Несколько дней безмолвствовал Андрей Николаевич. Копался в
ящиках письменного стола на виду наблюдателей, разбирал мелкие
хозяйственно-технические вещички, к употреблению не годные, но
ремонту доступные. Рейсфедер и циркули скомплектовал в
готовальне, хотя чертить не собирался и кульман давно подарил
одному подающему надежды студенту. Отрегулировал электронные
часы, к единственному достоинству которых относил бесшумность.
Долго ломал голову над назначением предмета, не один год уже
прозябавшего в ящике, пока не вспомнил: да это ж подброшенный
Галиной Леонидовной буддийский символ, выкраденный якобы из
какого-то тибетского храма! А точнее, радиомаяк, по лучу
которого землячка может найти его квартиру!
Культовый предмет решено было выкинуть на помойку, и, не
доверяя мусоропроводу, Андрей Николаевич самолично опустился на
лифте, держа в пятерне буддийскую драгоценность. Проходя мимо
мусорного бака, швырнул в него предмет, который несомненно
обогатит городскую свалку.
По прошествии минуты оказалось, что враждебные
антикартофельные силы подстроили ему ловушку, положили к ногам
обрывок газеты, и Андрей Николаевич поднял его. Человек и
собака могут одинаково заинтересованно исследовать лежащую под
ногами-лапами газету.
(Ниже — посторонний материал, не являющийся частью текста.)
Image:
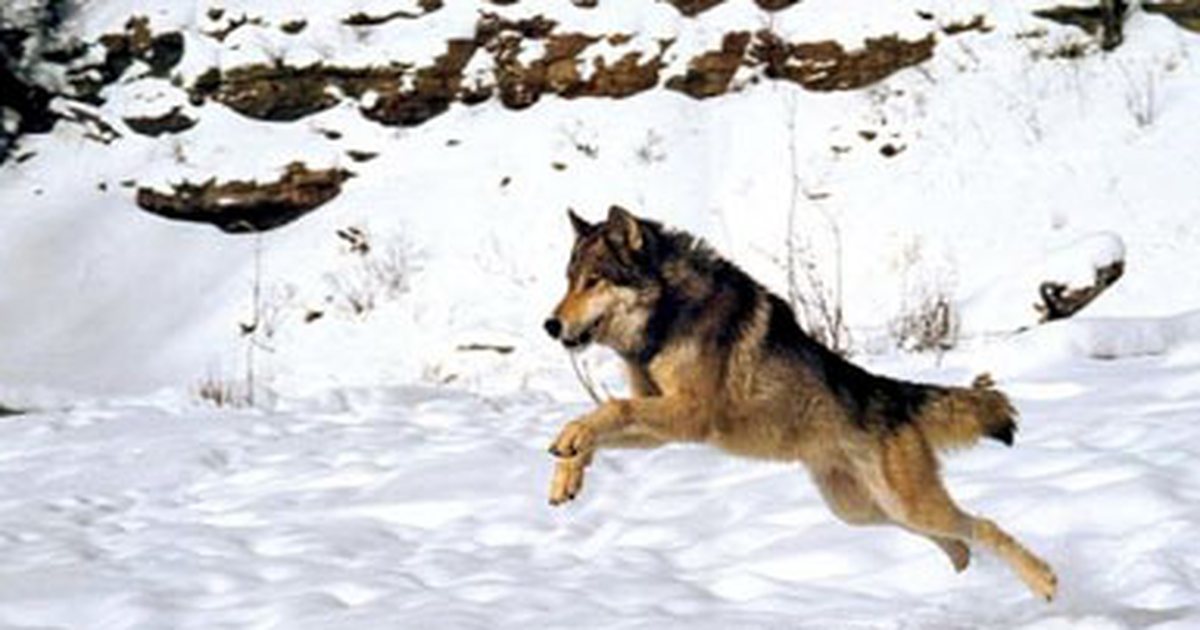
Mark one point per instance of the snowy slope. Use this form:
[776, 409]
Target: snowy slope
[414, 507]
[390, 475]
Разница лишь в том, какую информацию
хотят они получить. Если в газете было завернуто мясо, то
собаке этого достаточно.
Машинально подняв газетный клок, Андрей Николаевич
распрямил его. Глаза его выхватили несколько фраз -- и рука тут
же сунула клок в карман.
В кабине лифта, оставшись один и вне наблюдения, он
стремительно прочитал газетную статью без начала и конца. Он
понял, что статья набрана и отпечатана специально для него, с
целью устрашить и предостеречь -- на примере семнадцатилетней
борьбы жатки ПЖК-3,5, созданной в провинциальной глуши, с
ЖРБ-4,2, детищем Минсельхозмаша. Описывались сравнительные
испытания, и они мало чем отличались от фарса, разыгранного в
совхозе "Борец". К тому же статья, вырванная из газеты, так
умело была скомкана, что полного названия ее не прочесть.